RustDesk Client Improper Certificate Validation Vulnerability

CVE advisorySeverity: UNKNOWN

CVE-2026-30794

The vulnerability affects a remote desktop client application. While it involves TLS certificate validation, the risk primarily exists when the client actively initiates connections. It is not an internet-facing service, gateway, or portal that waits for unsolicited inbound connections from the public internet, making public exploitation in a standard deployment context uncommon.

Halo Surface Signal: 2 out of 5 — less likely to be public-facing.

External exposure likelihood

Horizon Alert

Summary of the vulnerability and why it matters

This vulnerability in the RustDesk Client relates to how it validates security certificates when connecting to services. If exploited, an attacker could potentially intercept and manipulate communications between the client and its server, a scenario known as an "Adversary in the Middle" attack. The primary concern is confirming if this client software is in use within our environment and if its communication channels might be susceptible to such manipulation.

  • Certificate validation flaw enables communication interception.
  • Affects remote desktop software used on multiple platforms.
  • Confirm relevance and exposure across our environment.

Attack Path

How an attacker could exploit the issue

An attacker could intercept network traffic between the RustDesk client and its server, then present a fraudulent certificate to trick the client into a false sense of security, potentially allowing them to eavesdrop or manipulate communications. This exploit targets the client's handling of TLS connections, specifically when the client is configured to accept invalid certificates. The vulnerability is present in the HTTP API client and TLS transport modules of the RustDesk client.

  • Client needs to initiate a connection.
  • Adversary intercepts and manipulates the connection.
  • Risk of eavesdropping and communication manipulation.

Live Threat

Current exploitation, exposure, and threat context

When supported by the advisory, an adversary could potentially intercept and manipulate communication between the RustDesk client and its server by exploiting improper certificate validation. This could affect the integrity and confidentiality of the data exchanged during remote desktop sessions.

  • Remote desktop session data.
  • Interception of client-server communications.
  • Compromised session integrity and confidentiality.

Operational Fix

Recommended remediation, mitigation, and detection steps

Application and platform teams are likely responsible for addressing this vulnerability in the RustDesk client. The first practical step is to identify all instances of the affected client software across all operating systems, confirm their network reachability, and assess business criticality to prioritize remediation efforts.

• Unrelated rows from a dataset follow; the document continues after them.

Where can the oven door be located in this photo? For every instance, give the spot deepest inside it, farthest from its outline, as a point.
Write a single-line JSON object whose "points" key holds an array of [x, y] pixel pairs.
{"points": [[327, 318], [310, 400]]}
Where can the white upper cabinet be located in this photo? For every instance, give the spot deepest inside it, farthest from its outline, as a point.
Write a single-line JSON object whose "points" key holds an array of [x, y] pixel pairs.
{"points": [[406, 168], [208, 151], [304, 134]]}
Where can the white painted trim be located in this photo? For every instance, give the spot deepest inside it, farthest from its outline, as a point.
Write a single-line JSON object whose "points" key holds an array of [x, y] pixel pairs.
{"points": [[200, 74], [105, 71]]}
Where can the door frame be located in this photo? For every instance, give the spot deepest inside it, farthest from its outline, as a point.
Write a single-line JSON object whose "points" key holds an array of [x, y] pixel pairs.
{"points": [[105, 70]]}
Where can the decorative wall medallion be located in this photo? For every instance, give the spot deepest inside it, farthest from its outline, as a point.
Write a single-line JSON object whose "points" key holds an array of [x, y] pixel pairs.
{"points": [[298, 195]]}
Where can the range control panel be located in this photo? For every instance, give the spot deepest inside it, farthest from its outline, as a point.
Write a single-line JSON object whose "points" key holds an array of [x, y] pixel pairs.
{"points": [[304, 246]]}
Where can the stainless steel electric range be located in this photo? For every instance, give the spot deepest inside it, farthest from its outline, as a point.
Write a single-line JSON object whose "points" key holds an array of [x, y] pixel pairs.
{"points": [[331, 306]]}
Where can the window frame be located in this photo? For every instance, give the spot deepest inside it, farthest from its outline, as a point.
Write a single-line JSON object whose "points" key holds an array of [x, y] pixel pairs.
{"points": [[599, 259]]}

  • Identify accountable application owners.
  • Verify client exposure and criticality.
  • Plan risk-based remediation.

Validate whether this threat affects your internet-facing exposure.

Halo Threat Intelligence helps prioritize remediation with Halo Surface Signal and H/A/L/O context. Start exposure validation with a free external attack surface trial.

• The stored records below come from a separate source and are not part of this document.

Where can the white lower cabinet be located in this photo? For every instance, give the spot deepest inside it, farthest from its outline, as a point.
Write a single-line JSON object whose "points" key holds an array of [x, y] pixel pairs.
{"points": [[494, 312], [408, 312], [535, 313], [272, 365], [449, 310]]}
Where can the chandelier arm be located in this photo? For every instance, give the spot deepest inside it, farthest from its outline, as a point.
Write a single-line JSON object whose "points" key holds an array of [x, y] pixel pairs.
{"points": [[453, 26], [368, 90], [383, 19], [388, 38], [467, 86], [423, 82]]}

Frequently asked questions

What is RustDesk Client?

RustDesk Client is a cross-platform remote desktop application used to facilitate remote access and support sessions. It runs on various operating systems, including Windows, macOS, Linux, iOS, and Android. Users employ this software to connect to and control remote computers or servers, relying on its built-in HTTP API and TLS transport modules to maintain secure communication channels between the local client and the remote endpoint.

How does CVE-2026-30794 work?

This vulnerability is classified as Improper Certificate Validation (CWE-295). It exists because specific routines in the client software explicitly accept invalid security certificates during TLS connection retries. This weakness allows an attacker to bypass the standard verification process, potentially acting as an Adversary in the Middle (AiTM) to intercept, eavesdrop on, or manipulate the data stream between the client and the server.

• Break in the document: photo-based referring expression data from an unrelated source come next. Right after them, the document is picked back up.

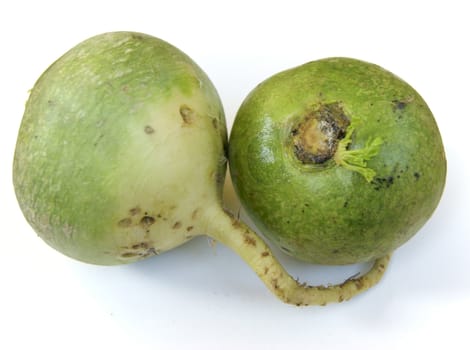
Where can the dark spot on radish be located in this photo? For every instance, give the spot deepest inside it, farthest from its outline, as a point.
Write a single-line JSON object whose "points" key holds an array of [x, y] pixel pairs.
{"points": [[187, 114], [147, 221], [126, 222]]}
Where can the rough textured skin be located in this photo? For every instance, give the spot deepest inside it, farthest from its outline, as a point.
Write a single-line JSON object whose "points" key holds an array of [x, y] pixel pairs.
{"points": [[121, 145], [325, 213]]}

What triggers this vulnerability?

The flaw is triggered when the RustDesk Client initiates a network connection to a server and is tricked into accepting a fraudulent or invalid TLS certificate. This requires an attacker to be positioned on the network path between the client and the server. Notably, the vulnerability does not trigger if the client successfully validates a legitimate, trusted certificate, as the software only becomes susceptible when it ignores validation errors during the connection process.

Is my environment at risk from this CVE?

According to Halo Surface Signal, the risk is considered unlikely because RustDesk Client acts as an outbound-initiating application rather than an internet-facing service or portal that listens for unsolicited inbound connections. While the vulnerability is critical, the typical deployment model means the software is not constantly exposed to the public internet, limiting the opportunities for an attacker to reliably intercept sessions compared to a server-side gateway.

What should I do to address this risk?

Begin by auditing your environment to identify all installations of RustDesk Client, including mobile and desktop versions. Once you have a clear inventory, prioritize those systems based on their business criticality and how they are used to access sensitive infrastructure. Coordinate with the relevant application owners to plan for updates or configuration changes, ensuring that the software is patched or restricted until a secure version is verified.